Die Beschäftigten fordern weitreichende Verbesserungen der Arbeitsbedingungen in der Branche. Zu den zentralen Forderungen gehören eine Verkürzung der Arbeitszeit bei vollem Lohnausgleich, eine Mindestruhezeit von elf Stunden zwischen den Schichten sowie ein 40-prozentiger Zuschlag für Sonntagsarbeit. Zudem verlangen sie acht bezahlte Freistellungstage für gewerkschaftliche Aktivitäten und bessere Absicherung für kurzfristig Beschäftigte und Minijobber.
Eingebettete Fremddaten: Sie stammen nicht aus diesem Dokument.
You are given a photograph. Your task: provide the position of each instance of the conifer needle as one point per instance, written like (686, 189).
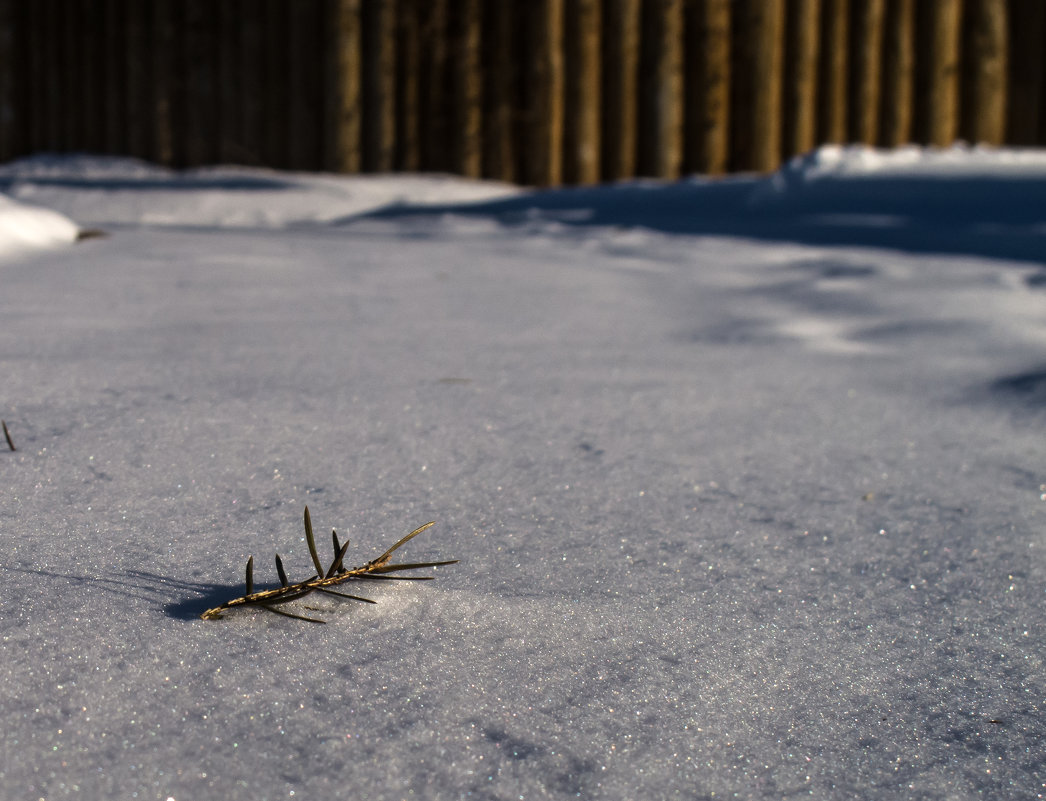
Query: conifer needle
(324, 579)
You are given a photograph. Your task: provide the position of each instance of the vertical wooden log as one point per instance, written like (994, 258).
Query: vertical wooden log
(899, 73)
(90, 55)
(661, 107)
(707, 54)
(52, 83)
(835, 66)
(379, 86)
(500, 59)
(582, 40)
(8, 68)
(620, 88)
(139, 74)
(1027, 73)
(201, 95)
(35, 35)
(802, 53)
(343, 81)
(408, 90)
(435, 120)
(759, 82)
(468, 89)
(545, 93)
(230, 88)
(304, 115)
(250, 69)
(70, 44)
(114, 96)
(277, 72)
(937, 101)
(867, 49)
(166, 83)
(983, 101)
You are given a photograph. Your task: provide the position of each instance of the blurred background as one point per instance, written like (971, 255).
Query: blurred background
(539, 92)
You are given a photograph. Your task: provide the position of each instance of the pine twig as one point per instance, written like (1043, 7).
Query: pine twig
(324, 579)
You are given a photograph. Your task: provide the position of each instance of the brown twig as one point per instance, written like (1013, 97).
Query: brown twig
(324, 579)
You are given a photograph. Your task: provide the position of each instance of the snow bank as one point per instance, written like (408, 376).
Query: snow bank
(24, 227)
(747, 505)
(99, 191)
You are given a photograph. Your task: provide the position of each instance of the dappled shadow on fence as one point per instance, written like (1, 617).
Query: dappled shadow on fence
(977, 215)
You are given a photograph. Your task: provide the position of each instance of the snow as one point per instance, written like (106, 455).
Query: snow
(746, 477)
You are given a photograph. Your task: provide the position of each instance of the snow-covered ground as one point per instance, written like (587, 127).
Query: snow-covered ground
(747, 480)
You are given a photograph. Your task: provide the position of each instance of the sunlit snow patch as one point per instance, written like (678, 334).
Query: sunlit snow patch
(30, 227)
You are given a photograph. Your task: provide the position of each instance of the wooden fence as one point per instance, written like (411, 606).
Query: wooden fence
(533, 91)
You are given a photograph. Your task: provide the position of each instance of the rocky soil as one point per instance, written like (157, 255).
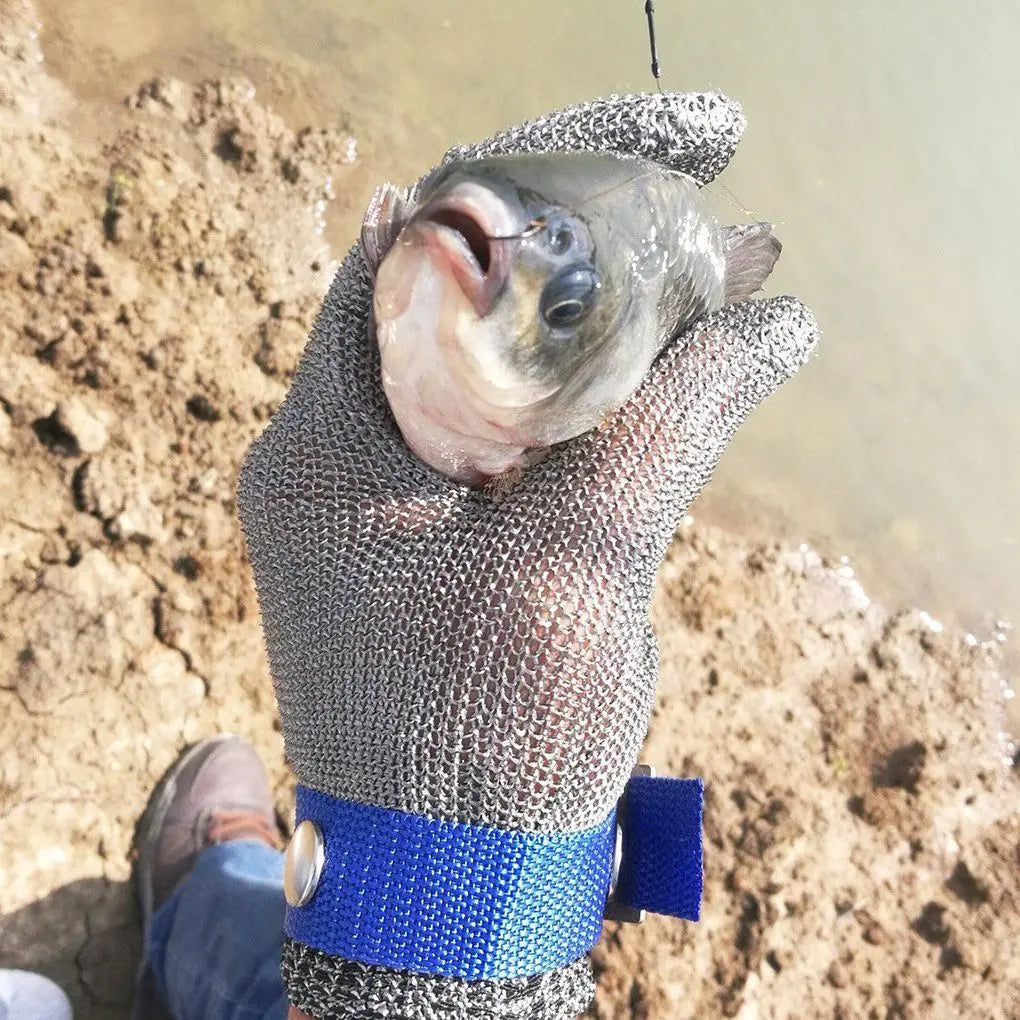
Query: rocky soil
(160, 263)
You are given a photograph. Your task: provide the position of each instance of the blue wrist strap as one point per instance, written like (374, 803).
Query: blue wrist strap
(476, 902)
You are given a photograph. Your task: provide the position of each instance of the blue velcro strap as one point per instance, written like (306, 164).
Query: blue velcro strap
(443, 898)
(661, 867)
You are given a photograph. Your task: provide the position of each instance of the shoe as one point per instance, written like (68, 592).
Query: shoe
(216, 792)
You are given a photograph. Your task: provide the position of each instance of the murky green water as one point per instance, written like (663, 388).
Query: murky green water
(883, 142)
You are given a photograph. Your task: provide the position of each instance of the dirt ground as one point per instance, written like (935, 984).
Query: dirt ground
(160, 262)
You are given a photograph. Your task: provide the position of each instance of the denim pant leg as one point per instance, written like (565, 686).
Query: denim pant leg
(214, 947)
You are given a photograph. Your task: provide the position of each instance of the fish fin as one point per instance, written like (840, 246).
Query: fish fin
(752, 251)
(498, 487)
(388, 212)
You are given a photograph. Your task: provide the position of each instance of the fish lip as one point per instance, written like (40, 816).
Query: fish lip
(478, 208)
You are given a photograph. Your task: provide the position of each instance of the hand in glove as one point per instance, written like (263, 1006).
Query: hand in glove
(441, 657)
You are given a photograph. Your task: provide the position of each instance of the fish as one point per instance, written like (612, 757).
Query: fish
(519, 300)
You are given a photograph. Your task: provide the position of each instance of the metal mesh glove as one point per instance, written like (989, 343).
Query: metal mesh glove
(488, 661)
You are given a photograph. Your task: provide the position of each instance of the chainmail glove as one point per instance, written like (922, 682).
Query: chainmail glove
(485, 661)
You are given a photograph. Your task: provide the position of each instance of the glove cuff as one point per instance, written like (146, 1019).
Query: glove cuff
(328, 988)
(454, 900)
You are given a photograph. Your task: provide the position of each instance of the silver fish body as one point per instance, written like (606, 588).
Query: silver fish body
(519, 300)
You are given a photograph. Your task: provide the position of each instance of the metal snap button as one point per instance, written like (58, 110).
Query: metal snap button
(303, 864)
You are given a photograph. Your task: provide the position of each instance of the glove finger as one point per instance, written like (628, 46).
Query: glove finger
(695, 133)
(654, 456)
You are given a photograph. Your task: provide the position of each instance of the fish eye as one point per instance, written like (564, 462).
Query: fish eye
(560, 241)
(569, 296)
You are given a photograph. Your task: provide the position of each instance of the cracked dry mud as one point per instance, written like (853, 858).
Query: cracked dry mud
(159, 266)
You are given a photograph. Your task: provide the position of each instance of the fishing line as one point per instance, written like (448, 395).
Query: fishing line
(650, 14)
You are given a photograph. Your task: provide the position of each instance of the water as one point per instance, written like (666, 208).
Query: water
(882, 143)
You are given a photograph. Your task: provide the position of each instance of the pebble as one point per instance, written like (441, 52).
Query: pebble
(89, 430)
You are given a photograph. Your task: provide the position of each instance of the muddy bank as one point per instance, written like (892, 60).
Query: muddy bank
(160, 262)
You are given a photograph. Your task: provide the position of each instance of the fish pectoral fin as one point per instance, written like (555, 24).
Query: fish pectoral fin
(752, 251)
(389, 210)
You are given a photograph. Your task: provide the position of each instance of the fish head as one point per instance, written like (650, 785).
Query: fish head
(509, 287)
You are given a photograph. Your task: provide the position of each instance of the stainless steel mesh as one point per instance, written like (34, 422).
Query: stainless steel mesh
(443, 653)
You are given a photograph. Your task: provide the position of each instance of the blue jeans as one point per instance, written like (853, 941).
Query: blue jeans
(214, 946)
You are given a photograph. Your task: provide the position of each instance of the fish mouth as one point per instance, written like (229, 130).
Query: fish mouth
(466, 231)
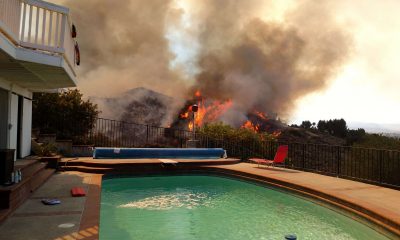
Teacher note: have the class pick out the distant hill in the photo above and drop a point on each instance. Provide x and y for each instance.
(376, 127)
(139, 105)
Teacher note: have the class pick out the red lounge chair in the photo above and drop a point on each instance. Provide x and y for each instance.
(280, 156)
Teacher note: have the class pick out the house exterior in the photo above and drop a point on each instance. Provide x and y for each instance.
(37, 54)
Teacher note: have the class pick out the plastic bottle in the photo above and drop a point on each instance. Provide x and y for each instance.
(16, 176)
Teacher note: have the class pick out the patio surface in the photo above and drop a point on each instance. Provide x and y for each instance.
(77, 218)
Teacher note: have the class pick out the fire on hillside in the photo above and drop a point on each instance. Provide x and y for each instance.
(212, 110)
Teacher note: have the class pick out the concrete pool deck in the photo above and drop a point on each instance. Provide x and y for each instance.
(78, 218)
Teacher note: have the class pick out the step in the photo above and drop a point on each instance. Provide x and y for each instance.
(12, 197)
(86, 169)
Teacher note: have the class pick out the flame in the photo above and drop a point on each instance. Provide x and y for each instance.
(208, 111)
(276, 133)
(249, 125)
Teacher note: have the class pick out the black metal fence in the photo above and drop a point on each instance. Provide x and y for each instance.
(362, 164)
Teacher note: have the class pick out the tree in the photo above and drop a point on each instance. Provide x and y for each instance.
(65, 114)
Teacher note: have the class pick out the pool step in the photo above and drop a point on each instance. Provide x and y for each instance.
(132, 166)
(34, 174)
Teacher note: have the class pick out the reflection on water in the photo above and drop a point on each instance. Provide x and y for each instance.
(169, 201)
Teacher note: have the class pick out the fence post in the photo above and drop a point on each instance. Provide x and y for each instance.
(147, 134)
(338, 163)
(304, 156)
(380, 165)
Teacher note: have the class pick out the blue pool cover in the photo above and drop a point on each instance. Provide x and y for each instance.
(125, 153)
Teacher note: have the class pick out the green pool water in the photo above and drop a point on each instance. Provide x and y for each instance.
(208, 207)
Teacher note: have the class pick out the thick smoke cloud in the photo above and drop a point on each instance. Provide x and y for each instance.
(123, 46)
(259, 64)
(267, 66)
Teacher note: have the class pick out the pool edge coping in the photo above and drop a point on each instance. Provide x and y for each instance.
(91, 212)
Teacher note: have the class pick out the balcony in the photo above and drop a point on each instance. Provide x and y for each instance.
(37, 50)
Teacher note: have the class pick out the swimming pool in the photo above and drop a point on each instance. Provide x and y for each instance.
(209, 207)
(183, 153)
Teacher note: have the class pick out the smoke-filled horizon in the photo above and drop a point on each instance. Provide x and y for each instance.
(232, 50)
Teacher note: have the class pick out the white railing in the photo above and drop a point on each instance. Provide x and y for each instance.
(10, 14)
(38, 25)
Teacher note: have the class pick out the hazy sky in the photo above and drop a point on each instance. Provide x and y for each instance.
(366, 88)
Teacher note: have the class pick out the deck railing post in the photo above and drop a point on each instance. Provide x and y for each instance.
(338, 162)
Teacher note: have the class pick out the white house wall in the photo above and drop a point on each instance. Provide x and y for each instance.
(13, 120)
(3, 118)
(26, 127)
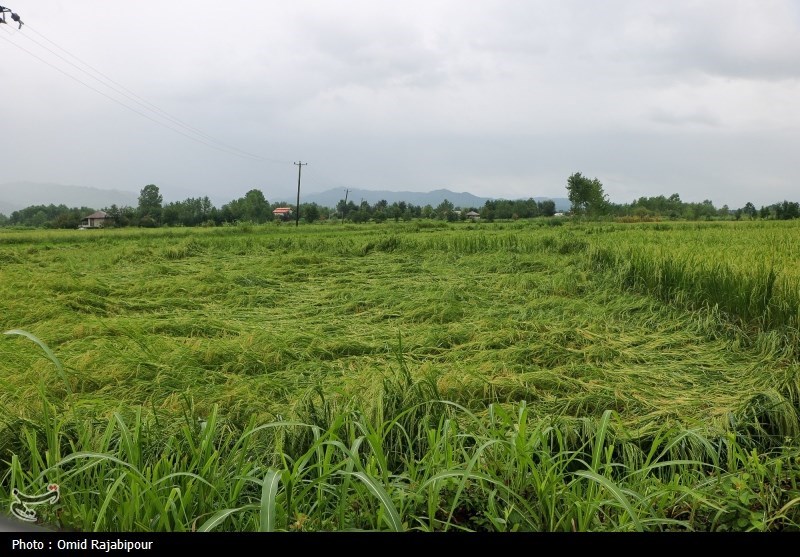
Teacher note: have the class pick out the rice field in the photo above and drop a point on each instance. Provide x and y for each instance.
(412, 376)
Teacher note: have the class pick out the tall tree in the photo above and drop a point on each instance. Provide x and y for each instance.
(150, 200)
(586, 195)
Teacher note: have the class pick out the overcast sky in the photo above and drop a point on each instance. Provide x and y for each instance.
(498, 98)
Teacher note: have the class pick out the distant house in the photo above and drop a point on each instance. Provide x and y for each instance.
(282, 213)
(97, 219)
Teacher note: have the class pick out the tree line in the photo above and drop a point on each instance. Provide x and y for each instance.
(588, 199)
(586, 196)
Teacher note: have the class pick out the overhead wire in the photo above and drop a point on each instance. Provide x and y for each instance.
(199, 136)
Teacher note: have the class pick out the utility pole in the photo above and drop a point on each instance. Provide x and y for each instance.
(344, 207)
(300, 166)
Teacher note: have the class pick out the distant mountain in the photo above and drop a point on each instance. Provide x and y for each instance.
(330, 198)
(18, 195)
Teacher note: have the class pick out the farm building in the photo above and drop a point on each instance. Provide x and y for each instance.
(95, 220)
(282, 213)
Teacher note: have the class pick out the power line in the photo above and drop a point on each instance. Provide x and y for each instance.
(124, 91)
(218, 145)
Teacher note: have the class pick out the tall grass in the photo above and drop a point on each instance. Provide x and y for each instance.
(401, 378)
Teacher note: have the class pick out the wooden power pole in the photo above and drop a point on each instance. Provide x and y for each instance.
(300, 166)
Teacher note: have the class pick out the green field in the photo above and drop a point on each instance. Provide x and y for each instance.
(504, 376)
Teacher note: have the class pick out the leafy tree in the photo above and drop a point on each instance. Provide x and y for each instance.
(547, 207)
(150, 200)
(586, 195)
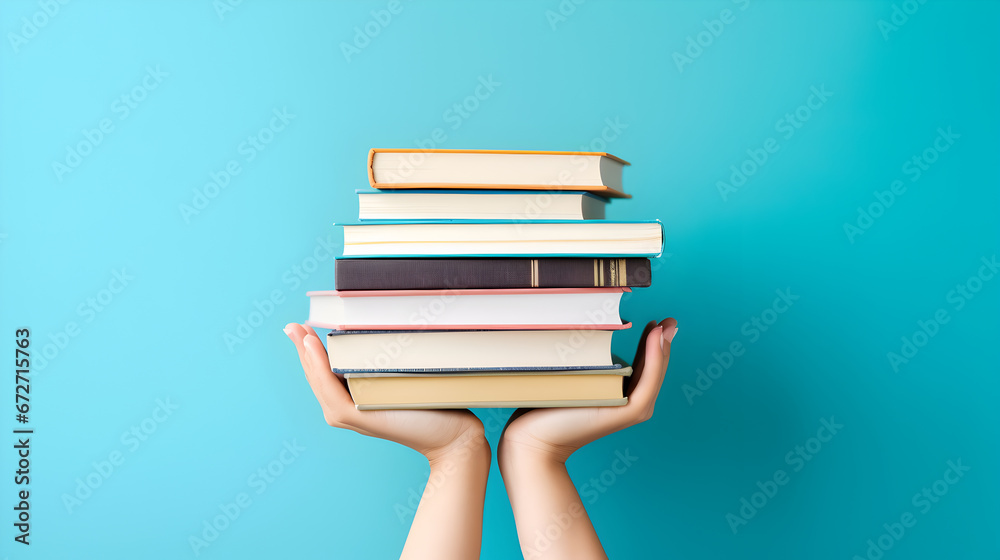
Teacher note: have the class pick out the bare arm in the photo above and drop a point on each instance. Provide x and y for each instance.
(551, 520)
(448, 524)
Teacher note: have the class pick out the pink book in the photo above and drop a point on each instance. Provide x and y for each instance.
(490, 309)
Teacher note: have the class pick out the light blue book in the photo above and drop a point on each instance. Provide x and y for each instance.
(502, 238)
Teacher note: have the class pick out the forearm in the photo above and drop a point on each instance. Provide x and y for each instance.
(448, 523)
(552, 523)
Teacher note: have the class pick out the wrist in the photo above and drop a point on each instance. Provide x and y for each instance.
(468, 449)
(530, 456)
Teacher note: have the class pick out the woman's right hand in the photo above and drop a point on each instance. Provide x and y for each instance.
(434, 433)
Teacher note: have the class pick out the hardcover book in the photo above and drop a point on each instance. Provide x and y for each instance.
(597, 172)
(461, 273)
(594, 238)
(518, 309)
(488, 389)
(428, 351)
(478, 205)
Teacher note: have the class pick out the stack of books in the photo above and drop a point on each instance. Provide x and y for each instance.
(482, 278)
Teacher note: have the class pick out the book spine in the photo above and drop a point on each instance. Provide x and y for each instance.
(458, 274)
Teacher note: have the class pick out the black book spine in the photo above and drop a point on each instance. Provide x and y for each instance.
(440, 274)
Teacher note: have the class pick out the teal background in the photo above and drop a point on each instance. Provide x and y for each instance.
(164, 336)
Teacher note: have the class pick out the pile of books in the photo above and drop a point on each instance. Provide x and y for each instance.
(482, 278)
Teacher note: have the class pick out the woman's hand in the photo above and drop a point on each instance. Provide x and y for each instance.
(448, 523)
(558, 432)
(551, 520)
(431, 432)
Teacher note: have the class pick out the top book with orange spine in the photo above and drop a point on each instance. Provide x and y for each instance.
(599, 173)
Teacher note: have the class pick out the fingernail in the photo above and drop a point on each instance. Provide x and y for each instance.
(668, 335)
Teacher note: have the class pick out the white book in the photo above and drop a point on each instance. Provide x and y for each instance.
(469, 350)
(516, 308)
(478, 205)
(597, 172)
(512, 238)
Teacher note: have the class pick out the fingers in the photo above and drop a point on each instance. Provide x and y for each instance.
(333, 397)
(655, 358)
(638, 360)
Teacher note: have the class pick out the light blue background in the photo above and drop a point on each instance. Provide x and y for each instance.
(163, 336)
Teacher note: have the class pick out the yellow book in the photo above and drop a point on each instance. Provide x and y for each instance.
(488, 389)
(596, 172)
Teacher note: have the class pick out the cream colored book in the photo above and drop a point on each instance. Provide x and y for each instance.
(488, 389)
(596, 172)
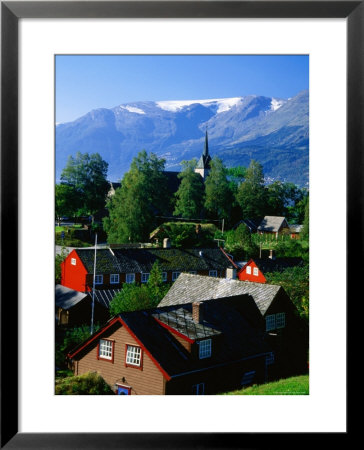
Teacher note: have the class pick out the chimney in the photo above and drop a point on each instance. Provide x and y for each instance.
(231, 273)
(197, 312)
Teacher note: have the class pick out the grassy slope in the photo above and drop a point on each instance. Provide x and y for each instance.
(289, 386)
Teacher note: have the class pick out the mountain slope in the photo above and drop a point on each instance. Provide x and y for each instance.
(273, 131)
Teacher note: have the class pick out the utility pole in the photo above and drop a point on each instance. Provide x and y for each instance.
(93, 289)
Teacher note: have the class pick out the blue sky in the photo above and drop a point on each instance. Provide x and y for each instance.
(86, 82)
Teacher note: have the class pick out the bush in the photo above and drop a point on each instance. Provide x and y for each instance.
(88, 384)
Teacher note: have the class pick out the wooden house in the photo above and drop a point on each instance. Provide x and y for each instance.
(287, 332)
(189, 349)
(117, 266)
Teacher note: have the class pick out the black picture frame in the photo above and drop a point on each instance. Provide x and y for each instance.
(11, 12)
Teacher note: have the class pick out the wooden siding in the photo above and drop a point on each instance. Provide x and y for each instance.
(145, 381)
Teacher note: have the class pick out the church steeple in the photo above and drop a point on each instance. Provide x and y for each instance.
(203, 165)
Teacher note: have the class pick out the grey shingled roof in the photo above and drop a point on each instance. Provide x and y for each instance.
(271, 223)
(67, 298)
(189, 288)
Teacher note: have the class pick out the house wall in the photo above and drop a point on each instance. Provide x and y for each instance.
(244, 276)
(145, 381)
(219, 379)
(73, 276)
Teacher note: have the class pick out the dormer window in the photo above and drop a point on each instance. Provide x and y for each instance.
(205, 349)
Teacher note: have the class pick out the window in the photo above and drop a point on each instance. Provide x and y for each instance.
(269, 359)
(205, 349)
(130, 277)
(114, 278)
(280, 320)
(105, 349)
(270, 322)
(198, 389)
(248, 378)
(133, 355)
(145, 277)
(175, 275)
(99, 279)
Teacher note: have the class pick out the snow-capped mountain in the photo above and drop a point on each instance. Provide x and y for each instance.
(270, 130)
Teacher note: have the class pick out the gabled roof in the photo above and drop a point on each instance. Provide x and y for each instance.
(137, 260)
(272, 223)
(67, 298)
(238, 340)
(190, 288)
(275, 265)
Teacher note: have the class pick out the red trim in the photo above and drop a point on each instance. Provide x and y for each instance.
(228, 257)
(172, 330)
(92, 338)
(134, 366)
(165, 374)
Im Mittelpunkt der Verhandlungen stand ein Rahmenabkommen mit einer Laufzeit von 24 Monaten, das vor allem durch besseres Zeitmanagement die Arbeitsbelastung verringern soll. Die Arbeitgeberseite brachte jedoch während des Treffens keine offiziellen Vorschläge ein. Stattdessen kündigte sie an, im nächsten Verhandlungsdurchgang Gegenforderungen zu präsentieren. Ver.di zeigte sich enttäuscht über die fehlende Kompromissbereitschaft und verwies auf nicht mehr tragbare Arbeitsbelastungen sowie einen zunehmenden Fachkräftemangel im öffentlichen Verkehr. Die Gewerkschaft kündigte an, die Belegschaft zeitnah über mögliche nächste Schritte zu informieren – Streiks seien weiterhin eine Option.
Die Gespräche wurden ohne Einigungen oder formelle Angebote der Arbeitgeber vertagt. Ver.di will nun die Mitglieder über das weitere Vorgehen befragen, zu dem auch Arbeitsniederlegungen gehören könnten. Die nächste Verhandlungsrunde wird zeigen, ob eine Einigung gelingt oder ob sich der Konflikt weiter zuspitzt.